家族のほうは、私を大切にしているつもりでしょうが、そんな愛情いらないの。
私はここから出たいと何度も皆を説得しようとしたけど、取り合ってなんかくれず、ただ時を待てと。
もう家の魔法百科も全て読んで会得したし、退屈しのぎもできやしない。悪のすすめの本とかないのかしらね。すごーく退屈。祈りで傷を癒やし、強烈な高等魔法も使えるけど………………家では魔力封じの腕輪を右手につけられ自力で外すことができない。故に私は無力。
あとはベッドでごろごろするか、ペンを握って暇つぶしするか。食事はこの自室で、独りで食べるしかなかった。その上窓はないし、唯一の扉は常に施錠されているし! 不愉快極まりないわ。私をいじめて楽しいの? 呆れて怒る気力も起きません。
頼れる存在がいれば……とか。自分で人生を選択したい……とか。独りで何度も泣きました。
…………友達が欲しい。この檻から抜け出したい。この悪夢から覚めたい。
そうずぅっーと思っていたけど、ついに開放される……望んだときがようやく巡ってきたと喜んだ先日。同時にもたらされたのは、驚くべき話でした。
「シャインよ、第一王子に嫁げ。反論は許さん。
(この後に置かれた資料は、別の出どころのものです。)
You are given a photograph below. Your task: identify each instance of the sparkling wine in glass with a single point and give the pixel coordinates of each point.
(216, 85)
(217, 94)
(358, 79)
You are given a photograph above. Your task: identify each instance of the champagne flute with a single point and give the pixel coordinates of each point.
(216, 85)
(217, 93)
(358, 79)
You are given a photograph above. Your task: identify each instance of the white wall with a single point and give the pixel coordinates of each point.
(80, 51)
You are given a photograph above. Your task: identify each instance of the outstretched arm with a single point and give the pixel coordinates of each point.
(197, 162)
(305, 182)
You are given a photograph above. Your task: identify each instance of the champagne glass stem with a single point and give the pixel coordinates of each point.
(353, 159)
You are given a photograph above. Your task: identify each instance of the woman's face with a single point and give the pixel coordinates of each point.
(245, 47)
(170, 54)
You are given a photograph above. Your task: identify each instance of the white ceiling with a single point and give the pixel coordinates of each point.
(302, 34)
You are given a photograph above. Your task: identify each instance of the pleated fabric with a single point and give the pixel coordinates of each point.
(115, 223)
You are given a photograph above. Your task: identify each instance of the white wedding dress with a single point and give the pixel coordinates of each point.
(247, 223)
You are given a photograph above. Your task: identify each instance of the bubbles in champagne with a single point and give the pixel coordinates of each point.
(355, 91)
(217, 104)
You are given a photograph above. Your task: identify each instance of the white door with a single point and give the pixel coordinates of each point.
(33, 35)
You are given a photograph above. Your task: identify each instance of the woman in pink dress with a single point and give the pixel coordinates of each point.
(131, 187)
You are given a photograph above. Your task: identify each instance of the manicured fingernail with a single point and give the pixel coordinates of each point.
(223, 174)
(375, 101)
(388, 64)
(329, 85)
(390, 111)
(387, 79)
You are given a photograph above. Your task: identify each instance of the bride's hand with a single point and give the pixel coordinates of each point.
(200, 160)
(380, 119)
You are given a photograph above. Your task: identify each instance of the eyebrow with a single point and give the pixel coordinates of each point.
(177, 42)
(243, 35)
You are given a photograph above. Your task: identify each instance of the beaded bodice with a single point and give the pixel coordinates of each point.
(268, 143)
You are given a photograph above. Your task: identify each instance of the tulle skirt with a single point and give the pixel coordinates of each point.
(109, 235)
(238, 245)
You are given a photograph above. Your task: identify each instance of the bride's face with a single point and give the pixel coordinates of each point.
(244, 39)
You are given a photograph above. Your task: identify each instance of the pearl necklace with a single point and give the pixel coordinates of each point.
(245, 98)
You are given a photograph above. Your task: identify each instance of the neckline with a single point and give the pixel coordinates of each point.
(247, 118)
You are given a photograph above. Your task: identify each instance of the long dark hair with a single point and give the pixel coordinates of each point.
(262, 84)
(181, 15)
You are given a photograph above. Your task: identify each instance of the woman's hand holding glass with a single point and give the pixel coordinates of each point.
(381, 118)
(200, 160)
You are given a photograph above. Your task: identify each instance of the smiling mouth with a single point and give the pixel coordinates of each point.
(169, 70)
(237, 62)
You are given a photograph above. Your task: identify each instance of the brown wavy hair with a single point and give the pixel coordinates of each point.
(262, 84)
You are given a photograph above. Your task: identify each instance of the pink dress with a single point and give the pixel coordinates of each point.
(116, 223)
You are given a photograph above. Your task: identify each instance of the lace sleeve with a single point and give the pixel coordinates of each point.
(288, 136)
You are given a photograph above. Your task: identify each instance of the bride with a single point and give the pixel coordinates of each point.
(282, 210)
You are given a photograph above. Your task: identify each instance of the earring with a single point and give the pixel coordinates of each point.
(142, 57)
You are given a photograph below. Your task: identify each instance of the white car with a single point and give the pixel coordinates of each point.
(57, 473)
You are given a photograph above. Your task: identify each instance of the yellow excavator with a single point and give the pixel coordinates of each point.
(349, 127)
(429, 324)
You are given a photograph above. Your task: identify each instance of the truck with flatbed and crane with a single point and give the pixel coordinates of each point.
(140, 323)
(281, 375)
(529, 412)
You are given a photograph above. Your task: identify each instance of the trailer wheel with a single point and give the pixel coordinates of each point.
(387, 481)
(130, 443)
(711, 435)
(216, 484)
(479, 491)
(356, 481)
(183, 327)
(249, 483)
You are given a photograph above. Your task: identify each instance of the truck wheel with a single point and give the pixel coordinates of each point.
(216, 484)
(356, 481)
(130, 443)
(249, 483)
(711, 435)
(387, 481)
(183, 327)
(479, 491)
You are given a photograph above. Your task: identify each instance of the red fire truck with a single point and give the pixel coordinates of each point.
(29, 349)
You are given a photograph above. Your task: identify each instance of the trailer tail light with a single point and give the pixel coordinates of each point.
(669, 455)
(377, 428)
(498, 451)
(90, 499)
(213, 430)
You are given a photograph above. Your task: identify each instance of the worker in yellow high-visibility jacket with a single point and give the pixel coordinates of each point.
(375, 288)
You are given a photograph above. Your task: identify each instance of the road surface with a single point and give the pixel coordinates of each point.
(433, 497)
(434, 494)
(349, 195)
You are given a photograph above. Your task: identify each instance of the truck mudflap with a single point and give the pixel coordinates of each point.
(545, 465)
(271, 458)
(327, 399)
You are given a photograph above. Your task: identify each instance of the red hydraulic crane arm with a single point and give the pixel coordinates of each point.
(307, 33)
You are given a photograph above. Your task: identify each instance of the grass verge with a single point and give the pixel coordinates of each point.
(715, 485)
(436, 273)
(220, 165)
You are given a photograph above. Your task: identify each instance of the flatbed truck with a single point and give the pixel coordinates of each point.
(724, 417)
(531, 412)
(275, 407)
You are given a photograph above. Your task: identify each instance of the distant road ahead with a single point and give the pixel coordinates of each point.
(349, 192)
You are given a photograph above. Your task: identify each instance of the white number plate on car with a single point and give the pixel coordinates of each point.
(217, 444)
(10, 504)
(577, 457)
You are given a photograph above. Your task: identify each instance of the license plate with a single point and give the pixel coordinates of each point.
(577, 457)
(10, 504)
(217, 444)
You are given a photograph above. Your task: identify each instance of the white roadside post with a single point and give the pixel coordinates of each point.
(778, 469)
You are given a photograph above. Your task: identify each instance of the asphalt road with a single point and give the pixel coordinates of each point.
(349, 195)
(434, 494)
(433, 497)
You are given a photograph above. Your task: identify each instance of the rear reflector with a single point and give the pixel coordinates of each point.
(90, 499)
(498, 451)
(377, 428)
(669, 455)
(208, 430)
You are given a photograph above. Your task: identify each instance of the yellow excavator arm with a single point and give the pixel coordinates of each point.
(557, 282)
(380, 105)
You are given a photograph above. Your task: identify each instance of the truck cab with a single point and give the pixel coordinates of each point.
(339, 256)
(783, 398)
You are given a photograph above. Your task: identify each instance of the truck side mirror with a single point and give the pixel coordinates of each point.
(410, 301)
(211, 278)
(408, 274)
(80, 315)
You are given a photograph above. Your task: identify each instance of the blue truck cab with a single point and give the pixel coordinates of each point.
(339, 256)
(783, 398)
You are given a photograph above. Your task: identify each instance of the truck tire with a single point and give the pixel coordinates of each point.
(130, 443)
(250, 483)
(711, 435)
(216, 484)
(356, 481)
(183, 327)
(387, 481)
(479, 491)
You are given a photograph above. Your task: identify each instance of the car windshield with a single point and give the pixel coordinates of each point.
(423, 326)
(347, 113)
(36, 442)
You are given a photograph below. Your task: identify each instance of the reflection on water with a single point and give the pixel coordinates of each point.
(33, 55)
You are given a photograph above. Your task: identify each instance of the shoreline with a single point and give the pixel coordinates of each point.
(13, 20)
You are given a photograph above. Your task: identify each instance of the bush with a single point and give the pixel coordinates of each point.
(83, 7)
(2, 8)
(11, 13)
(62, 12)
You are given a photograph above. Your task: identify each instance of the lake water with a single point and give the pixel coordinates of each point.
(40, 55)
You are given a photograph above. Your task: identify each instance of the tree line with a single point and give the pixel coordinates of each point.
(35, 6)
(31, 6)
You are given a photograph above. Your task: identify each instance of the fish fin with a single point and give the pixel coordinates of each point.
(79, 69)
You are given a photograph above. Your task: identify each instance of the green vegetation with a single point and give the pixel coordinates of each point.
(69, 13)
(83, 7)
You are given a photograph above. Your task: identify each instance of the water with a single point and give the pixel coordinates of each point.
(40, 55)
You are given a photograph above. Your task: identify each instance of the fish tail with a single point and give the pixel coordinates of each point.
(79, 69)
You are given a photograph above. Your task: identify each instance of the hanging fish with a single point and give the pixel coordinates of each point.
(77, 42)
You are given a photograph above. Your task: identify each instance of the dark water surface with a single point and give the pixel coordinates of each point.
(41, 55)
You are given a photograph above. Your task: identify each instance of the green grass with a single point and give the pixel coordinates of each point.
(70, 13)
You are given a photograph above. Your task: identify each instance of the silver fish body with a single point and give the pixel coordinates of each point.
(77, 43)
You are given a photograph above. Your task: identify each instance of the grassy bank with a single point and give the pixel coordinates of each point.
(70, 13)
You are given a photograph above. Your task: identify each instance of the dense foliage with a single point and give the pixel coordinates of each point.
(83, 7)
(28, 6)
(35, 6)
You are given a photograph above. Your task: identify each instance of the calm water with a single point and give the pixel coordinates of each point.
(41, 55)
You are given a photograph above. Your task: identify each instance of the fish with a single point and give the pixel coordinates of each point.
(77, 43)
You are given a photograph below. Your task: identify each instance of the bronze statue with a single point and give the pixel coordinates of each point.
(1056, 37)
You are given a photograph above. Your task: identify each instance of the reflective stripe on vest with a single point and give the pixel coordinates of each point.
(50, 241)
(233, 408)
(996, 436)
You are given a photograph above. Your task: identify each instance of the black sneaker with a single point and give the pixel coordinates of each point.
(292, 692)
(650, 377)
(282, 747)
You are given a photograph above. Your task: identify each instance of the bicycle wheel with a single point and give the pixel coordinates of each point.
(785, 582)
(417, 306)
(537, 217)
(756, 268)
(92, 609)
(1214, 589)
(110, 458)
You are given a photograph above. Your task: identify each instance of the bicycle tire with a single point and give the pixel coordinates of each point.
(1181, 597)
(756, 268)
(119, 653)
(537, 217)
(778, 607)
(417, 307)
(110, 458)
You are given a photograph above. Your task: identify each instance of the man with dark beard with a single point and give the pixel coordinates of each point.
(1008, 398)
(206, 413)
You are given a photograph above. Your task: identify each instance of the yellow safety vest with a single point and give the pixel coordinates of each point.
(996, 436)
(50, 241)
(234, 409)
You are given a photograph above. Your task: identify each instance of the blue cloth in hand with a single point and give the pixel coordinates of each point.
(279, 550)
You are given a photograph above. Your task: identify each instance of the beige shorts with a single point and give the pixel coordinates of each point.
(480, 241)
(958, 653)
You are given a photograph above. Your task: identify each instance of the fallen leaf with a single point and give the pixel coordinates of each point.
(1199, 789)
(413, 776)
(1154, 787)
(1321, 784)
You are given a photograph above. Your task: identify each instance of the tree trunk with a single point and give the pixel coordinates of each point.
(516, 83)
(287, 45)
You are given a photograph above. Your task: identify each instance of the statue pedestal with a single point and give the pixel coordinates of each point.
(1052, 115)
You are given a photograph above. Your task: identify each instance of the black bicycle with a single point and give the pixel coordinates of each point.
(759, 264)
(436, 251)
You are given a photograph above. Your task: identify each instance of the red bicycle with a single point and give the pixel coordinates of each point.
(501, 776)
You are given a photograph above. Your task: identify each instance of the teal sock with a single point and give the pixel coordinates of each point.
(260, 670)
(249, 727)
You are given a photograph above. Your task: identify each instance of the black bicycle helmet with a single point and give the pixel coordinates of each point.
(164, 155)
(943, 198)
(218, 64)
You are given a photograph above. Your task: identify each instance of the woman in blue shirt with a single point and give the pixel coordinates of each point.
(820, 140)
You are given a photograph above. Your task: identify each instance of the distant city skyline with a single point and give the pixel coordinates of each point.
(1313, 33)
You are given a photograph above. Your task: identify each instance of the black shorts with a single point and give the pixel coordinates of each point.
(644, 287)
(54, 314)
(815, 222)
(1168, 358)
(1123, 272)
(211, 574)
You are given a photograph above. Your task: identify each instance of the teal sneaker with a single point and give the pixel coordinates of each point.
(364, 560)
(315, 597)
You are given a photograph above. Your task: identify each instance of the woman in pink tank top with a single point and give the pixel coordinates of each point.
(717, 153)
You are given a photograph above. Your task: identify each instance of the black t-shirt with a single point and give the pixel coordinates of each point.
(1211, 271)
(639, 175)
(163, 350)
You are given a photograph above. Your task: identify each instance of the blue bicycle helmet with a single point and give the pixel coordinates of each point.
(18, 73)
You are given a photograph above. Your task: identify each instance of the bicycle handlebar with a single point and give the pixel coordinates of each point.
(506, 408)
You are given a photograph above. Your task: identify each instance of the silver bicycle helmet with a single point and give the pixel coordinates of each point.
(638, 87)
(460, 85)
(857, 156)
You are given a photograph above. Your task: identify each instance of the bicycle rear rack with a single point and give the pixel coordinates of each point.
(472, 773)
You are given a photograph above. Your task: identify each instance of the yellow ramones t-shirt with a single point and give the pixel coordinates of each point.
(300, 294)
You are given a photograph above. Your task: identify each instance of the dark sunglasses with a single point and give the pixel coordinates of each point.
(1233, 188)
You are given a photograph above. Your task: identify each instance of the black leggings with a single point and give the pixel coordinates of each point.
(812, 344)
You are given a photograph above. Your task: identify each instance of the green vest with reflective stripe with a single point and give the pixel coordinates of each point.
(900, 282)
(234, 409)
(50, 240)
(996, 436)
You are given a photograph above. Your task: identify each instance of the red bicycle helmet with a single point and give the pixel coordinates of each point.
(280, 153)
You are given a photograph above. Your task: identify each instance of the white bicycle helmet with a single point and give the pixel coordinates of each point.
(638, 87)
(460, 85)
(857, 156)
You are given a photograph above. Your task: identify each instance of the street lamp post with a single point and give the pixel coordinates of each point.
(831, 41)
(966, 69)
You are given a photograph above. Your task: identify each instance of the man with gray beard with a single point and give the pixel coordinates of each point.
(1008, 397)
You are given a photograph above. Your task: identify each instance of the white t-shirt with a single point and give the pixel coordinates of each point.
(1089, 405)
逆らえば」
「…………!!」
私は家内に隔離されていて、ようやく部屋から出るのを許され呼び出されたのは、父の執務室でした。
父は高価な机をどんと叩き、豪華な椅子を立ち上がりました。
その横に、首元にナイフを突きつけられたメイドがいました。怯えた表情で震えているのは、いつも私の元へ食事を運んでくれた優しい雰囲気のお姉さんでした。
これは脅し……私を従わせるための人質…………良心につけ込むなんて……。でも、今私にできるのは無言で頷くことだけ。私を孤独で弱く脆くしてから縛りつけ、今度は心まで奪うというのですか?
逃げたかった……でも歪んだ父の恐怖に打ち勝てず、ダンスパーティーを断ることもできませんでした。私は俯いて非力さを恥じるばかり……また大切なものを失いました。
悲しいと零せる涙も、今を変える勇気も。素直に喜べる気持ちも、笑みも…………全て奪われた。
ああ、本の世界からでもいい。救世主がいるなら、私をかっさらってちょうだい!